On April 24, 2021, President Joe Biden addressed the nation about America’s withdrawal from Afghanistan, delivering what would prove to be a stream of empty promises.
“We will not conduct a hasty rush to the exit,” Biden said. “We’ll do it — we’ll do it responsibly, deliberately, and safely. And we will do it in full coordination with our allies and partners, who now have more forces in Afghanistan than we do.”
Four months later, the world watched as Afghans desperate for a way out of their Taliban-controlled country fell from a C-17. On Aug. 26, US forces suffered their deadliest attack in Afghanistan in a decade. Crowds of refugees were left behind as the last military aircraft took off from Kabul Aug. 30, leaving a humanitarian disaster in its wake.
In a new Netflix documentary series, Turning Point: 9/11 and the War on Terror, the calamitous end to America’s longest war stands as a warning against foreign policies with no clear objectives.
Biden’s inaccurate assessments from April 24 are preserved in the final episode of the five-part series that examines the attacks on Sept. 11, 2001, and America’s 20-year response. The clip from Biden’s address is one of many of the series’ uncomfortable reminders of how wrong all four presiding US presidents were about the Global War on Terror.

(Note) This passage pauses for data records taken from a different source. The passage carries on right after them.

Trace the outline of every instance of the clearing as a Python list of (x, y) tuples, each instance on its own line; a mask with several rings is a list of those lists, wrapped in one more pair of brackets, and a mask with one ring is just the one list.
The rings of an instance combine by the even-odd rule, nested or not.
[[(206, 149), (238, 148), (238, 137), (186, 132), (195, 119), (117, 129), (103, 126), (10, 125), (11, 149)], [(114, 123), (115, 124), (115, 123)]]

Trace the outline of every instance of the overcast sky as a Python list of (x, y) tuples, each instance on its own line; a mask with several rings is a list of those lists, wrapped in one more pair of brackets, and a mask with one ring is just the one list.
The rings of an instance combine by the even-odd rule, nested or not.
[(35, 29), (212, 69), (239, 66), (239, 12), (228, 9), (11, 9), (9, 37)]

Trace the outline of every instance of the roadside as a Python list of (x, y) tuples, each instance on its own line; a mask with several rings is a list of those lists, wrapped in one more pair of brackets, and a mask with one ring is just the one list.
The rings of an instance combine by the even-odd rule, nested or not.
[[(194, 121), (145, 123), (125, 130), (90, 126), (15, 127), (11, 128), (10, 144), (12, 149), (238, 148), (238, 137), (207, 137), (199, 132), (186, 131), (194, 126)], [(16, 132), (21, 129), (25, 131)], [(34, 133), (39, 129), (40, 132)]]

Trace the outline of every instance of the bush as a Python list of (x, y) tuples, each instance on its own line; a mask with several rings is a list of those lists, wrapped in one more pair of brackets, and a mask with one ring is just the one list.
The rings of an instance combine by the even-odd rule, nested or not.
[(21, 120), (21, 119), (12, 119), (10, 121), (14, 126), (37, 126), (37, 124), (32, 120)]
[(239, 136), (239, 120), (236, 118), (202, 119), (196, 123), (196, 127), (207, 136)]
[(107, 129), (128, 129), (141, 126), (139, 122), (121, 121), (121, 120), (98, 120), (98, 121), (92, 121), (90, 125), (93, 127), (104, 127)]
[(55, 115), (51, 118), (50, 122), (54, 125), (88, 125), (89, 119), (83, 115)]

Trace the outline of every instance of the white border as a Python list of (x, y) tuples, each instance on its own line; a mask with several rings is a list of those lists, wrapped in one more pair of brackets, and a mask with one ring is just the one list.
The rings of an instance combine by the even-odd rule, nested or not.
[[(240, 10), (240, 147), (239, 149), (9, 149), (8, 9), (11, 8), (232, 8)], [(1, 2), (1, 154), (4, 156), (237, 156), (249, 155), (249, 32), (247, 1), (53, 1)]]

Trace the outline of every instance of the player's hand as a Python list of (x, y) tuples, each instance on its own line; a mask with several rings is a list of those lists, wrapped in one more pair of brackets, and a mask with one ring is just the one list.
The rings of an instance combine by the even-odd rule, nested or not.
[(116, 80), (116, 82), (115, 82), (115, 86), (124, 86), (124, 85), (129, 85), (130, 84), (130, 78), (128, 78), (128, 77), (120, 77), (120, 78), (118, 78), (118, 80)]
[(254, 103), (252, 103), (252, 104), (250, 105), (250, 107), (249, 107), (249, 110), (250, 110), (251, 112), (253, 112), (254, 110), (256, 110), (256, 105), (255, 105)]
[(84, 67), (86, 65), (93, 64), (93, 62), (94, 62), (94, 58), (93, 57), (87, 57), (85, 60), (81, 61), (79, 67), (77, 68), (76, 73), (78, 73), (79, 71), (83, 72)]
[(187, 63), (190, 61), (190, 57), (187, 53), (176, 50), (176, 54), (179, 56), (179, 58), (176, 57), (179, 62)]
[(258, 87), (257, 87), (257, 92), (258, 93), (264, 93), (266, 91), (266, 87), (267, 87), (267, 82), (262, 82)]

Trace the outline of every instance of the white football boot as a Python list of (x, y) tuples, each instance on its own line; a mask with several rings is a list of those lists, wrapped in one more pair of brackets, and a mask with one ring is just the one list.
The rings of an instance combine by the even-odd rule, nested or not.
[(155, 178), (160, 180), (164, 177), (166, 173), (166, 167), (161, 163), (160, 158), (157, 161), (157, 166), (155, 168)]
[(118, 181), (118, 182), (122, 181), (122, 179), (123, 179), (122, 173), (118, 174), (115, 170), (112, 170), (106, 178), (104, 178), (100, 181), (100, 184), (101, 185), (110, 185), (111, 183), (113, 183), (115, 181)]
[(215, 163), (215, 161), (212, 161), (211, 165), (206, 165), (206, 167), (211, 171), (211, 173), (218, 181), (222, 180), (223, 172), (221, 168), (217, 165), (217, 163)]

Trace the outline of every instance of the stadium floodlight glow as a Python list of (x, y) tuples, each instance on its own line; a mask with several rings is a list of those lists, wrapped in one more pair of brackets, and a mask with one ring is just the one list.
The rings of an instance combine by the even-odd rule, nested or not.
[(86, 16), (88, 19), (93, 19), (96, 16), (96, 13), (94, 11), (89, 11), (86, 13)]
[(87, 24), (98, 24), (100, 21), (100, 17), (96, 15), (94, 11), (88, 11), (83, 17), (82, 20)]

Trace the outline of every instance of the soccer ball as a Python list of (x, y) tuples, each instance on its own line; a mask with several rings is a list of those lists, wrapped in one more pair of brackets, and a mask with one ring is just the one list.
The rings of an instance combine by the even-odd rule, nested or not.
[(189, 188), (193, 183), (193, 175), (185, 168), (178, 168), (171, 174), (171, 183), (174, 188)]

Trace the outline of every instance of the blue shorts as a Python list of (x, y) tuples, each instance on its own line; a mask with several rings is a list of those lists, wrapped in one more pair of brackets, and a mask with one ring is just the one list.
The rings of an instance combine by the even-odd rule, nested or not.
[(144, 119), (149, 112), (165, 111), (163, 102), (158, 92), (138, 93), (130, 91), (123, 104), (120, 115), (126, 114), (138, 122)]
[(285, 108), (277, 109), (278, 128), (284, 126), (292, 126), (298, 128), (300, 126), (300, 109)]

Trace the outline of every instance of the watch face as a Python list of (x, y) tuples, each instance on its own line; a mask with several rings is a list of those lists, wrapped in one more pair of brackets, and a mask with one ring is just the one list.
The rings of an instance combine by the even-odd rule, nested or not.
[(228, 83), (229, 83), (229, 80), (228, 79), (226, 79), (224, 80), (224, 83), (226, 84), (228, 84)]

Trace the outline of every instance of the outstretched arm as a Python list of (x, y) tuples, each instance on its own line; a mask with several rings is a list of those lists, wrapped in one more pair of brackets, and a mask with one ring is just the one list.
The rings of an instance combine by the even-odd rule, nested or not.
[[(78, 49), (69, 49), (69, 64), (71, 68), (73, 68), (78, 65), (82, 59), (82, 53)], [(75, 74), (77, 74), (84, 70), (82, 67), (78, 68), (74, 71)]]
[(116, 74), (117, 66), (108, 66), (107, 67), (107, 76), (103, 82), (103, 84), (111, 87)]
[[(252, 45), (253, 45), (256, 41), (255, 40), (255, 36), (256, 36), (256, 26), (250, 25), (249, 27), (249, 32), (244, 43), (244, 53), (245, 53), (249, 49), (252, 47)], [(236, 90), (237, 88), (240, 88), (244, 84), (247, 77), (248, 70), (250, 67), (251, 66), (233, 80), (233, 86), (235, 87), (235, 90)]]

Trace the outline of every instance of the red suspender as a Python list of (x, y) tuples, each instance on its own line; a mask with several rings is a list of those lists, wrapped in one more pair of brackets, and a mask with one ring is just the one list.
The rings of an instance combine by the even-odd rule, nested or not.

Shot and edited in a way that mimics trendy true-crime shows, with a strings-heavy score and lots of aerial establishing shots, Turning Point is an engaging yet somber reflection on what it felt like to be American in the shadow of 9/11 and how the hasty US response led to two decades of failed foreign policy in the Middle East.
Each episode of the five-part series opens with found-footage-style video from Sept. 11, 2001. There are no new revelations, but the way director Brian Knappenberger combines the footage with survivors’ interviews packs an emotional punch few documentaries about the tragedy have pulled off. The events of 9/11 are told chronologically during each episode’s introduction, while the remainders of the five segments are dedicated to covering the Global War on Terror.
Turning Point examines the last 20 years critically, warning against the dangers of allowing a lust for revenge to determine foreign policy strategies. When Rep. Barbara Lee describes getting thousands of death threats for being the sole dissenting vote against military action in the days following 9/11, Knappenberger uses her plea to make audiences with the gift of hindsight shift uneasily in their seats. Watching video from May 1, 2003, in which then-President George W. Bush stands on the deck of the USS Abraham Lincoln to claim the mission accomplished in Iraq and Rumsfeld declares victory in Afghanistan, it’s heartbreaking to know the statements were mere publicity stunts followed by thousands more US troops killed in action.
The series includes interviews with key figures from America’s role in the Middle East, including mujahedeen leaders Gulbuddin Hekmatyar and Ismail Khan; intelligence operatives Milton Bearden and Ali Soufan; and Gen. David Petraeus, the former commander of the International Security Assistance Force in Afghanistan and former director of the CIA. Each notable figure adds a sense of legitimacy to Turning Point that other 9/11 films and series lack.
Juxtaposed with the recognizable names are interviews with 9/11 first responders and service members who fought in Iraq and Afghanistan. Knappenberger selects stories like that of Gregory Frederick — an engineer working in the Marriott World Trade Center on Sept. 11 who saved two disabled women unable to escape ground zero on their own — to highlight the good that took place in the middle of so much disaster.
“I hope what we don’t forget about 9/11 is how our country tried to come together on 9/11 to help each other,” retired New York City Fire Department Capt. Brenda Berkman says in the final episode, choking back her emotions. “This was before we decided we were going to retaliate or take action against whoever was responsible. We have so many lessons we can learn from 9/11, but we should not think that hate is ever a good response. It’s only love. That’s it.”
With Turning Point, Knappenberger reflects on the terrorist attack that launched America into its longest war and succeeds in creating an honest criticism of the nation’s apparent lack of direction in Iraq and Afghanistan while simultaneously praising the men and women who bore the brunt of America’s failure in foreign policy.